I recon that that security precaution is a bit too strict. Although copying the file from the medium to a normal folder and then executing is still possible, I find it a bit strange that nothing of the user itself can be executed.

This could result in trouble when dealing with netmounts where one user can has a share on a server where he puts his files and can access only that mount for space on a terminal, when dealing with an user mount which would be required for security.

Safe web authentication

The major problem with security of web applications is that the client sends the login name and password in plain text if https isn’t available. A nasty person with access to the network could use ARP poisening alongside packet sniffing to acquire the login, which wouldn’t really be desirable.

I stumbled accross a very interesting piece javascript which implements the md5 hash algorithm: http://pajhome.org.uk/crypt/md5/.

Using a hash makes it impossible to reverse engineer a password and makes authentication safer. An issue with this is that you only require the hash, not the password to get in. To prevent this the password should be salted before hashed.

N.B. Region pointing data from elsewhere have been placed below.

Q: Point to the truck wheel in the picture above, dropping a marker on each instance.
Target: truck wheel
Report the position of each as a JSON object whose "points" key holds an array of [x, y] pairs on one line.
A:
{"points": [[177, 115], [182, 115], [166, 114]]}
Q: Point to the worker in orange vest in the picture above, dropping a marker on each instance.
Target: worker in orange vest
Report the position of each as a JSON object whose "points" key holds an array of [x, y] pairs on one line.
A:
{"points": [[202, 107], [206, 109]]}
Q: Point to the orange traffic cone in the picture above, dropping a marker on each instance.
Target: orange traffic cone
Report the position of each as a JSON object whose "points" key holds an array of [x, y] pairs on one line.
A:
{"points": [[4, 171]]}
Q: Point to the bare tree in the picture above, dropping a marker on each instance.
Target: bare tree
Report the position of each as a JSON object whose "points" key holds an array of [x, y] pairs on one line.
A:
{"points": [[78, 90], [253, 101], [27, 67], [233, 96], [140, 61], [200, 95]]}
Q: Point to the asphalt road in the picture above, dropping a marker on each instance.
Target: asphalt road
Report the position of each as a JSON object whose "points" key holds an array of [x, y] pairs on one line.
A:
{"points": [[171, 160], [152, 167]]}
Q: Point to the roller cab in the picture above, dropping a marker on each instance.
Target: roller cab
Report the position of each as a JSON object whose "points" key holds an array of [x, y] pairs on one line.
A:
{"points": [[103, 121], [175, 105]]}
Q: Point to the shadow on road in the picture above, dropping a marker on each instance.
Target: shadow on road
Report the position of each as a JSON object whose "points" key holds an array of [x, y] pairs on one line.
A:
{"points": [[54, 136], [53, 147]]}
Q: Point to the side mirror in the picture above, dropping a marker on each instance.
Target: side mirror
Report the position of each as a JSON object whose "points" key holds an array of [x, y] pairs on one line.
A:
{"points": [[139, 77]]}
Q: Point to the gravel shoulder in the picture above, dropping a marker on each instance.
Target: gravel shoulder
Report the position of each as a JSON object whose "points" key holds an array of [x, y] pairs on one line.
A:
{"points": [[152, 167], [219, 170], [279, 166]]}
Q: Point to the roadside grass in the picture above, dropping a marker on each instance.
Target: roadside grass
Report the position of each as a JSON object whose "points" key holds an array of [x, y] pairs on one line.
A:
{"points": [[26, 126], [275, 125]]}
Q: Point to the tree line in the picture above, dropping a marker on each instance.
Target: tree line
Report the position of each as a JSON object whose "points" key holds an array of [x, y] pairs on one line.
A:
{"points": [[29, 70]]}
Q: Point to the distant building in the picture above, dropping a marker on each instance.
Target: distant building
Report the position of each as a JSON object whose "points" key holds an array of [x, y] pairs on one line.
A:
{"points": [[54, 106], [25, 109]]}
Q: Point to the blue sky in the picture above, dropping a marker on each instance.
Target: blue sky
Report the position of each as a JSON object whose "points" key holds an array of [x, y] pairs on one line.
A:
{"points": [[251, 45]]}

Basicly a secure authentication via http would look like this:

Client sends request for login to server.
Server sends the login form which includes a login id and salt to the client.
Server stores the login id and salt it sent to the client.
Client sends the hash of the filled out password and received hash alongside the login id from the server to the server.
Server checks whether the hash of the password in the database and the received hash combined with the login id are valid.
Server sends whether authentication was a success.

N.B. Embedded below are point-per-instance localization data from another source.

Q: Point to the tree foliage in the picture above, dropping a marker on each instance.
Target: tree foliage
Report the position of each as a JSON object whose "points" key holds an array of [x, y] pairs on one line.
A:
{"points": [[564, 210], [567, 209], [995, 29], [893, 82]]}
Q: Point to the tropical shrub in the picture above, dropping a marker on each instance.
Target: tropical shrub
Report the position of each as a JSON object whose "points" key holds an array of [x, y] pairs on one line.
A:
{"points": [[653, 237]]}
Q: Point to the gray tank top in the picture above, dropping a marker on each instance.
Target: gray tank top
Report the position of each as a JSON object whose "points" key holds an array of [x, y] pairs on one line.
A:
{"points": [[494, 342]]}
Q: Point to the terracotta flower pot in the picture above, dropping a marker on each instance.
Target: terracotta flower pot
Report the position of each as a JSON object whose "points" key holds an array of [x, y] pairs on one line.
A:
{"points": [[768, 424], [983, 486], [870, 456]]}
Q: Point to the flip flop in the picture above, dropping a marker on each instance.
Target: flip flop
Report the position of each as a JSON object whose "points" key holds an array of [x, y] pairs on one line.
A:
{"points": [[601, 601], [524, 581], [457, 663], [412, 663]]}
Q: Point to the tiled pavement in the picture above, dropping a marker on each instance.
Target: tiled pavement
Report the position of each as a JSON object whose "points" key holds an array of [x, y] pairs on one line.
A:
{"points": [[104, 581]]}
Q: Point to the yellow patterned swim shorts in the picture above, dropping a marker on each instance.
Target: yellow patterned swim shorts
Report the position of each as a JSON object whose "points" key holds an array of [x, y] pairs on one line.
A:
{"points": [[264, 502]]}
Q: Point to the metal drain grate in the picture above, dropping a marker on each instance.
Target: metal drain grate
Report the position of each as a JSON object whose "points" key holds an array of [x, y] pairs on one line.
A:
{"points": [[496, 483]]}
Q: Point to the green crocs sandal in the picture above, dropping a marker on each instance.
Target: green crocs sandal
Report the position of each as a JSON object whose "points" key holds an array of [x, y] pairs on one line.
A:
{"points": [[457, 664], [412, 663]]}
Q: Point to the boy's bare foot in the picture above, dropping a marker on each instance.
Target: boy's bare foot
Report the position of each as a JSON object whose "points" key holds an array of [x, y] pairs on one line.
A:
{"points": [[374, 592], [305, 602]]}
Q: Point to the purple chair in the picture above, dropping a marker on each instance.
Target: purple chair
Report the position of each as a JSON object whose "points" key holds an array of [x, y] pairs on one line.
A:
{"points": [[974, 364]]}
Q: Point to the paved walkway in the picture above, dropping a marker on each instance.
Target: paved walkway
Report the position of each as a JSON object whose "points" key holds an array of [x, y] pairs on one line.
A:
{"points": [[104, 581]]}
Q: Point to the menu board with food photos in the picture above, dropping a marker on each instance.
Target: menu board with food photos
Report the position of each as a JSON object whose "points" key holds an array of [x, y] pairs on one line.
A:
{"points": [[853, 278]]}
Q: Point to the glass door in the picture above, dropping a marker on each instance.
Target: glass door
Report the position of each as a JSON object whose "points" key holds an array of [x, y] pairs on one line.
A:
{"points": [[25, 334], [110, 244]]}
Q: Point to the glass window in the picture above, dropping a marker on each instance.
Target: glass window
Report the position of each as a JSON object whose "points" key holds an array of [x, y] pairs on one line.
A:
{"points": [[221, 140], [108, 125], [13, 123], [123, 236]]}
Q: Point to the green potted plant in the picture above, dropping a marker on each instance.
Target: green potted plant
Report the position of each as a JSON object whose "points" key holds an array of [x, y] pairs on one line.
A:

Maybe I’ll implement an example application :-). In any case I hope that this will be employed.

Update, most authentication system used by webbased software are still vulnerable and would almost neglect the use of this by being able to hijack a session by just getting the session key. The client however could also implement javascript to use a similar method with a salt to protect the session key. The problem still is that it is extra overhead on the client and that not every client has got javascript enabled.

Copy protecting

From software, audio to video are being illegaly copied and everytime the major brands try to implement some kind of protection. They always claim their protection to be perfect, and yet it is always broken, for it is quite simple:

As long as the intended user has the platform on which he`ll run it in his own possession he can always adapt it in someway to extract the data. Even the best video protection can’t beat making a bypass in your monitor to acquire the image on your screen.

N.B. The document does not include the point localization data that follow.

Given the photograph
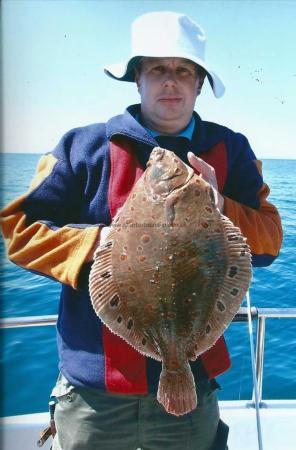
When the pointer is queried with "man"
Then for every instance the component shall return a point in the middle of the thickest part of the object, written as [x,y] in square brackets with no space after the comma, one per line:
[106,391]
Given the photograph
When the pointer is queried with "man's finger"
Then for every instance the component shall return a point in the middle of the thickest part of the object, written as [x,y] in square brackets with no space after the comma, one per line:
[206,171]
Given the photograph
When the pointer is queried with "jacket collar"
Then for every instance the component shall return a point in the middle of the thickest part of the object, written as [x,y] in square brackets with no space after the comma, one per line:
[205,134]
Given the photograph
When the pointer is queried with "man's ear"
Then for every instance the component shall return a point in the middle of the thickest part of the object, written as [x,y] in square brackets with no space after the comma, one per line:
[200,84]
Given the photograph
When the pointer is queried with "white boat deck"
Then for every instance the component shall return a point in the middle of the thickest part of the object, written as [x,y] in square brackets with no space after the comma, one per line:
[278,420]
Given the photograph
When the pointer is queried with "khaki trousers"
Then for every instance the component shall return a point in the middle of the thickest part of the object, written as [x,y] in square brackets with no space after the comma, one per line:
[88,419]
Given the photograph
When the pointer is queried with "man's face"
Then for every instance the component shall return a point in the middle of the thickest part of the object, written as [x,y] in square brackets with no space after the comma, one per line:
[168,88]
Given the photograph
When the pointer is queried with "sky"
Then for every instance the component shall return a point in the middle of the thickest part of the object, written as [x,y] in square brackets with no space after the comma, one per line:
[54,52]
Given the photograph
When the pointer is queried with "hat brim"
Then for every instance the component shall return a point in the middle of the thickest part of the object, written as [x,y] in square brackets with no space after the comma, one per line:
[125,71]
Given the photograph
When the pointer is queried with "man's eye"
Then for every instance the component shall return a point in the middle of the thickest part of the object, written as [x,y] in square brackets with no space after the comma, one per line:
[183,71]
[158,70]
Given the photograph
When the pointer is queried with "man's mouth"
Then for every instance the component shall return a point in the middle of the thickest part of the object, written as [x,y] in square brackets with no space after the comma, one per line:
[170,99]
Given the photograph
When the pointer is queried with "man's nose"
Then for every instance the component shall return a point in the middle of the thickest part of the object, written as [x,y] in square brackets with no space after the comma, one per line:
[170,78]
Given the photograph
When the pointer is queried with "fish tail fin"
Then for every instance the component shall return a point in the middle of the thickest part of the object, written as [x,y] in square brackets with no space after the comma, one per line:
[176,391]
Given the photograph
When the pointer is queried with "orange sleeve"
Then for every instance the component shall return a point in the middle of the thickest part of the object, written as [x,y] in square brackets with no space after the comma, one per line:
[55,251]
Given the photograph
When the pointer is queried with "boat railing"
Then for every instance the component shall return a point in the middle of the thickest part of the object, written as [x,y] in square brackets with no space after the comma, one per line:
[258,314]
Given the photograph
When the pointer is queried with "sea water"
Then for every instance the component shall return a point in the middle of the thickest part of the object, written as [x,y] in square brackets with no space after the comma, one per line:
[29,357]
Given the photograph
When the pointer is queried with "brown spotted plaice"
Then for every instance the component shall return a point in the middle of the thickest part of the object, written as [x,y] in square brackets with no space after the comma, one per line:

Even protecting something like a DVD is almost impossible. The dvd player hardware and software must be able to read what’s on the cd, and a protection must be able to be read to. Also there must be dvd writers to write a protection. Now all major brands can say they’ll put a protection in their DVD burners to protect from writing to the DVD protection section, but then another brand creates their DVD burners that can write to it and everyone will buy those which the big brands won’t let happen. And even if they got the disk itself truly protected someone can emulate the DVD using software or even hardware.

Also there are things that allow itself to be copied, but the original copier can be tracked; this by putting in every video/song/software a unique signature which can be tracked back to the store which then can track it back to the person who copied it. Sounds great, would be impossible to forge when they use strong RSA like cryptography, just one problem, when inserting random trash instead of the signature someone can know the piece is illegal but cannot track someone, hopeless.

The only, and only way, to stop illegal copying is making buying legaly less of an effort than acquiring illegaly. I hope they will relize this sooner or later for honoustly I`m becoming sick of all those ‘magic’ protections.

PHP Security Consortium

The PHPSC is a site managing a lot of resources on PHP security.

For all those starting or sometimes using PHP this is a must read.

Also I’d advice for people who want to know whether there site is safe enough is to try to play the other site by trying out hacking yourself: hackthissite.org. It is easier than you might have thought.